Modeling results that are developed and experimentally-validated here are compared to past work to assess the model's consistency with previously characterized CNT arrays. Fig. 1c shows that CNT–CNT and CNT–substrate adhesion forces versus tp are of similar magnitude, showing that the weakest interface between CNTs and their growth substrate can be between the CNT roots and the carbon layer as observed here, which has not previously been modeled at the bulk scale. This result agrees with our experiments, modeling, and prior experimental evidence that Fe particles can remain on the substrate after CNT array separation,79,80,108 as measured via SEM and X-ray photoelectron spectroscopy for aligned CNT arrays.18,81,82 Specifically, previously reported Ff–s values of ∼0.133–0.28 nN[thin space (1/6-em)]31,33,65,79 are in the same range as the calculated results of ∼0.204 ± 0.007 nN on average in Mode I (before growth termination), as well as at the start of Mode I: ∼0.190 ± 0.011 nN for a ∼1 mm-tall CNT array (tp ≈ 9 min, ∼9 nm outer CNT diameter, and 3–7 CNT walls). This agrees closely with the force output of Ff–s ∼ 0.16 nN presented in ref. 31 for CNTs having an outer diameter of 9 nm and 5 walls. Additionally, prior work demonstrating individual CNTs breaking at 300 nN due to vertical tensile loading116 supports the argument that even at long tp, CNT failure within the nanotube is likely not the main mechanism governing σa–s, since Ff–s only reaches up to ∼12 nN at the longest tp. Therefore, it is reasonable that CNT array–substrate separation is attributed to C–C layer cleavage at the CNT base. Since σa–s values shown in Fig. 4a (∼40–285 kPa) are of the same magnitude as σa–s previously reported to range from tens to hundreds of kPa for similar CNT array areas, E, and n,29,32,76 prior systems may also be described via this theoretical framework to enable tunable substrate adhesion.

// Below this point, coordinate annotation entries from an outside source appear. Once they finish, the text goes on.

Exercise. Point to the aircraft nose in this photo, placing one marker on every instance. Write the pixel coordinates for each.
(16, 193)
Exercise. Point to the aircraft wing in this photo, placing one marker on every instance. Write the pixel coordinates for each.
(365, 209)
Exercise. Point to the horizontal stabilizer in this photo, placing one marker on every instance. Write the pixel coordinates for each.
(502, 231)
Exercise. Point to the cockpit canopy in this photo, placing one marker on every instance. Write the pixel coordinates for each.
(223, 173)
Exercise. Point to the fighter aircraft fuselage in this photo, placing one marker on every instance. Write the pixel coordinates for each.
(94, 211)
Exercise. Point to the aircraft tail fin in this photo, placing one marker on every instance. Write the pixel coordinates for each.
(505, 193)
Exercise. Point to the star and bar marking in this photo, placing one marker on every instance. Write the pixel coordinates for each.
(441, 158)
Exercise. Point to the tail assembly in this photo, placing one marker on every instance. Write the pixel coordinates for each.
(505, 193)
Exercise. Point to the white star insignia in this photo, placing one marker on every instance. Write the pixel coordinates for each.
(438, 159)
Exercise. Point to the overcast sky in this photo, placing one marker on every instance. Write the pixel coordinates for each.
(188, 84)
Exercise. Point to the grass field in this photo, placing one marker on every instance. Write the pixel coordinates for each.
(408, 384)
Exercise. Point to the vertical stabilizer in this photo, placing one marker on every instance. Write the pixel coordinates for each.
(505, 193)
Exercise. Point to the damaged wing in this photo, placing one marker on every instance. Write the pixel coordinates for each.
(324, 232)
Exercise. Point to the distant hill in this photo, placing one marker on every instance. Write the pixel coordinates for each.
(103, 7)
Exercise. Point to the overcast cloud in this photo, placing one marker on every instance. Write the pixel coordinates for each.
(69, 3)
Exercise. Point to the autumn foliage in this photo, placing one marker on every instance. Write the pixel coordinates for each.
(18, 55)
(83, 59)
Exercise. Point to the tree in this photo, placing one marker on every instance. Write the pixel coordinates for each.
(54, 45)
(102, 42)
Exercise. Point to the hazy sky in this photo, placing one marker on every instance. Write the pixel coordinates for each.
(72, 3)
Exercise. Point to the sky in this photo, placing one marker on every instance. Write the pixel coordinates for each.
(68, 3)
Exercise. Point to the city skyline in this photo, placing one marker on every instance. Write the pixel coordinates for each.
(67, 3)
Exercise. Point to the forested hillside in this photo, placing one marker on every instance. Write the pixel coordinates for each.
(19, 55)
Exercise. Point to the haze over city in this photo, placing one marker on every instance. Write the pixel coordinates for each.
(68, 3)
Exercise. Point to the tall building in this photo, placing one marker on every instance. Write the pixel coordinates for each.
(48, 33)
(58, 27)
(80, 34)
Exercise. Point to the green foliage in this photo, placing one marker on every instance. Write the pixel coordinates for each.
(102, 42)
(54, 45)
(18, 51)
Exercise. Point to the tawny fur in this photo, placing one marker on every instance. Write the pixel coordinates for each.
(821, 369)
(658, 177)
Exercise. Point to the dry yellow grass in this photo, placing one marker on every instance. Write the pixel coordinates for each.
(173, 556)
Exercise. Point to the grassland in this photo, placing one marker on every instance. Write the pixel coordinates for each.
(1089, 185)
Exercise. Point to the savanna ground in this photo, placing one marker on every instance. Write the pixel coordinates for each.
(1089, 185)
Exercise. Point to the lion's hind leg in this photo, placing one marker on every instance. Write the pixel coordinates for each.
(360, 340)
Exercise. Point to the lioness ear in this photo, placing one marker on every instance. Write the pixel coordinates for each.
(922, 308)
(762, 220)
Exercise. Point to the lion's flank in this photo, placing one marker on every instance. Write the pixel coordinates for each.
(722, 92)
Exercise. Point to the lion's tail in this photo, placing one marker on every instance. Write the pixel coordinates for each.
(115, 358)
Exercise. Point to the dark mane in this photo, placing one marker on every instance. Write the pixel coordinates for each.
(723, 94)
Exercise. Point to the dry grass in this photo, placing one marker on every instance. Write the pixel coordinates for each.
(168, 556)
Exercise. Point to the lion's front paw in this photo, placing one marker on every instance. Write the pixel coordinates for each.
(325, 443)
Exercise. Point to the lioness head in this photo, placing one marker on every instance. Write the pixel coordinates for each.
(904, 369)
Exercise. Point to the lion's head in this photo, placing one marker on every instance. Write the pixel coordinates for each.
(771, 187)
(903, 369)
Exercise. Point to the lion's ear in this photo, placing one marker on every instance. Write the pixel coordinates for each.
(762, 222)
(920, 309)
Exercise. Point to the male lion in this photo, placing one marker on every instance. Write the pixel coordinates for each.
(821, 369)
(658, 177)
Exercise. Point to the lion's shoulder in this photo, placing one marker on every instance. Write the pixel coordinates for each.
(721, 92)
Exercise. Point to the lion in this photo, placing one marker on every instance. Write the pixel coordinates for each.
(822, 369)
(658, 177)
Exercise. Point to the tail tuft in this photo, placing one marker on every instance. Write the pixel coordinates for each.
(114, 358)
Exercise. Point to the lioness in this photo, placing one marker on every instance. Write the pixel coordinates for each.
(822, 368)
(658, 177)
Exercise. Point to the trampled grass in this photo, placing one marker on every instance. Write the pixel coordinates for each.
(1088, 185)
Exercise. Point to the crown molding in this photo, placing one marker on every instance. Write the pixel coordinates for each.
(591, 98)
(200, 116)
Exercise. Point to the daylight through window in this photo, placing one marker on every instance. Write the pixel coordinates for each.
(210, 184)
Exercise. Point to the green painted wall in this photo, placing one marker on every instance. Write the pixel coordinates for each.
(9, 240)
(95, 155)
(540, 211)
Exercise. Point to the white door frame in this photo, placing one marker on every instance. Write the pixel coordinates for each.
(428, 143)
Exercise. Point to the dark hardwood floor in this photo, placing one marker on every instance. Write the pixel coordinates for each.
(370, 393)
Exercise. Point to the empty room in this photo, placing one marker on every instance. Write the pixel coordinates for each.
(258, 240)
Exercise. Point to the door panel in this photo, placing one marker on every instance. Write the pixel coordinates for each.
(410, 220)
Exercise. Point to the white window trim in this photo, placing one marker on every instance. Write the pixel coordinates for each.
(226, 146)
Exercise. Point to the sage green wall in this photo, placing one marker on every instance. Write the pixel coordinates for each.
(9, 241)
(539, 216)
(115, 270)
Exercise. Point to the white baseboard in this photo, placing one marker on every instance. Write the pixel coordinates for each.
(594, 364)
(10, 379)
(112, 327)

Finally, the utility of this model to describe and accurately predict the substrate adhesion of other CNT arrays is demonstrated by the experimental-modeling agreement in Fig. 2b and c, and by applying this framework to the exemplary CNT arrays in ref. 28, where agreement between their Ff–s ≈ 12 nN per CNT and σa–s ≈ 6.1 MPa is achieved when eqn (1) and (2) are used with their reported Ro = 5.5 nm, Ri = 3.6 nm, n = 5 × 1010 CNTs cm−2, γ ≈ 4.1 J m−2 (signifying the suggested Fe–alumina separating interface),19,82β = 1 (assuming ideal CNT–substrate contact due to the early stage of growth and small array size), and E ≈ 20 MPa, which was not reported but is assumed to be reasonable due to their higher n compared to our system, which can yield a greater number of inter-CNT connections to reinforce the array.28,42 The ability of this model to accurately reflect the breaking Fe–alumina interface that was proposed in ref. 28, and its agreement with the previously reported NF–substrate adhesion values plotted in Fig. 2, show that this model may be extensible to different NF arrays given that the appropriate parameters are known or can be estimated. This work thereby offers an experimental–theoretical framework that may be broadly applied and supports the general trends in the literature, which report an increased adhesion strength with the surface energy and total VDW interaction energy51,79 attributed to increases in NF diameter,79,101,117 chemical and structural evolution at the adhesive interface,54,56 and contact area.59

Conclusions

In this work, we present experimental evidence and model-informed mechanistic insight for the non-monotonic substrate adhesion evolution for aligned carbon nanotube (CNT) arrays, an exemplary nanofiber (NF) array system. We experimentally quantify the CNT array–substrate adhesion strength (σa–s) for CNT process times (tp) ranging from 9–80 min for mm-tall, cm-wide CNT arrays via uniform tensile CNT array separation from a flat growth substrate. Here, σa–s(tp) is modeled via contact mechanics to better understand and predict CNT–substrate adhesion during CVD processing. We report that the evolution of σa–s with tp is driven by the bimodal scaling of CNT geometry, number density (n), effective elastic array modulus (E), and C–C interfacial work of adhesion (γ) during two regimes, termed Mode I (‘Growth’) and Mode II (‘Post-Growth’) separated by growth termination. Between Mode I and Mode II, experiments and modeling indicate an order-of-magnitude increase in σa–s (∼40→285 kPa) and E (∼6→47 MPa), a two-orders-of-magnitude increase in the adhesion force per CNT (∼0.190→12.3 nN) and γ (∼0.07→1.5 J m−2), and an order-of-magnitude decrease in n (∼2.10 × 1010→2.3 × 109 CNTs per cm2).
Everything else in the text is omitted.